FilterNet: Adaptive Information Filtering Network for Accurate and Fast Image Super-Resolution

Abstract

Deep convolutional neural network (CNN) approaches have achieved impressive performance for image super-resolution (SR). The main issue of image SR is to effectively recover the high-frequency detail of low-resolution (LR) input. However, existing CNN methods often inevitably exhibit a large amount of memory consumption and computational cost. In addition, in most SR networks, the low-frequency and high-frequency components of the LR features are treated equally in the training process, which can ignore the local detailed information and hinder the representational capacity of networks.

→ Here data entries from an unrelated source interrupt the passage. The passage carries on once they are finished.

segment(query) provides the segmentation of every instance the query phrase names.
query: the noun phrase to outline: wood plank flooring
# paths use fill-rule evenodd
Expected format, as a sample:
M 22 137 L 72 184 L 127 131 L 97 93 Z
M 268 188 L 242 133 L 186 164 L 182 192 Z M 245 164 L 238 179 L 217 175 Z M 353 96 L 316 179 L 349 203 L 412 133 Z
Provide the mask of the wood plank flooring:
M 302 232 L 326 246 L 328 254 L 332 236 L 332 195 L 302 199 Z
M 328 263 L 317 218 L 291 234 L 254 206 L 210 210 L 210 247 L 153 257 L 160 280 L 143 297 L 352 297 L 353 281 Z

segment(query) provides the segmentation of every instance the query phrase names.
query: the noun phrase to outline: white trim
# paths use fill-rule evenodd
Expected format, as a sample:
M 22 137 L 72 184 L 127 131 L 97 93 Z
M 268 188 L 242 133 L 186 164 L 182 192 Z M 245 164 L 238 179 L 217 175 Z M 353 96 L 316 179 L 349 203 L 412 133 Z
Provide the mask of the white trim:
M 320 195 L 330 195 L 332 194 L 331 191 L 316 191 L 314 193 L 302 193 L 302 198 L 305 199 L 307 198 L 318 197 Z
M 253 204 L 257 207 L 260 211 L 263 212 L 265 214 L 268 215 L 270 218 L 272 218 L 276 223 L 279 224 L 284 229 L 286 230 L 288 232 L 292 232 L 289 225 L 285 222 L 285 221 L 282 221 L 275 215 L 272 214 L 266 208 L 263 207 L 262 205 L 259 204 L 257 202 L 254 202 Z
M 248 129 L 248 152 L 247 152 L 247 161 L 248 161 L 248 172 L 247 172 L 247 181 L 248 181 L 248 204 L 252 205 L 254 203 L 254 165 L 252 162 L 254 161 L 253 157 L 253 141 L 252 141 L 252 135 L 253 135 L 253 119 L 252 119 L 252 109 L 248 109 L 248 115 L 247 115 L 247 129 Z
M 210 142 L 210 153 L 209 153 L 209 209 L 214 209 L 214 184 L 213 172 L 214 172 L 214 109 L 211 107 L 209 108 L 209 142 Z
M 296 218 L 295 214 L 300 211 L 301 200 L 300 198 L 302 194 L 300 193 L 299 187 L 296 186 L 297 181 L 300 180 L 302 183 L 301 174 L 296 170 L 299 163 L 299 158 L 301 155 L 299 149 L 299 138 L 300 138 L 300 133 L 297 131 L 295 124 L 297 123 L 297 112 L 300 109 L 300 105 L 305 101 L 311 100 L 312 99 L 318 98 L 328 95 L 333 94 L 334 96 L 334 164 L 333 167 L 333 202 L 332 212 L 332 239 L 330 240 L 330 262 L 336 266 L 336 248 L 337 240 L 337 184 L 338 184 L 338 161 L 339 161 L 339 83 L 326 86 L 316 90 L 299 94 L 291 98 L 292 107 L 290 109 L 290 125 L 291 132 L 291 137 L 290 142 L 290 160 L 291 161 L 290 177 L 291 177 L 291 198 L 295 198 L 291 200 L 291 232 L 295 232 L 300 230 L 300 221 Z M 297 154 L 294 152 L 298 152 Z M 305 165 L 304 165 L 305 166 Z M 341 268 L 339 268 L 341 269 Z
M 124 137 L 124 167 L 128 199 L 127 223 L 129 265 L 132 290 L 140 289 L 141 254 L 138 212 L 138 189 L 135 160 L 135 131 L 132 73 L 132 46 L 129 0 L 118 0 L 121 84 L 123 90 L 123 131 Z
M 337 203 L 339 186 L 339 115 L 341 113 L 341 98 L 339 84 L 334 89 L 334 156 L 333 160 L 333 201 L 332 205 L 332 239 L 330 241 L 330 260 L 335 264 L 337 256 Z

To solve these issues, in this paper, we propose a deep adaptive information filtering network (FilterNet) for accurate and fast image SR. In contrast to the existing methods that adopt fully CNN methods to directly predict the HR images, the proposed FilterNet concentrates on more useful features and adaptively filters the redundant low-frequency information. In general, we present the dilated residual group (DRG), which consists of multiple dilated residual units. The DRGs can directly expand the receptive field of the network to efficiently exploit the contextual information of the LR input. In the dilated residual unit, a gated selective mechanism is proposed to adaptively learn more high-frequency information and filter the low-frequency information. Besides, we introduce a novel adaptive information fusion structure, which builds long scaling skip connections among the DRGs to rescale the hierarchical features and fuse more detailed information. The scaling weights can be deemed as the part parameters of our network and trained adaptively. The Extensive evaluations on benchmark datasets demonstrate that our FilterNet achieves superior performance both on accuracy and speed compared with recent state-of-the-art methods.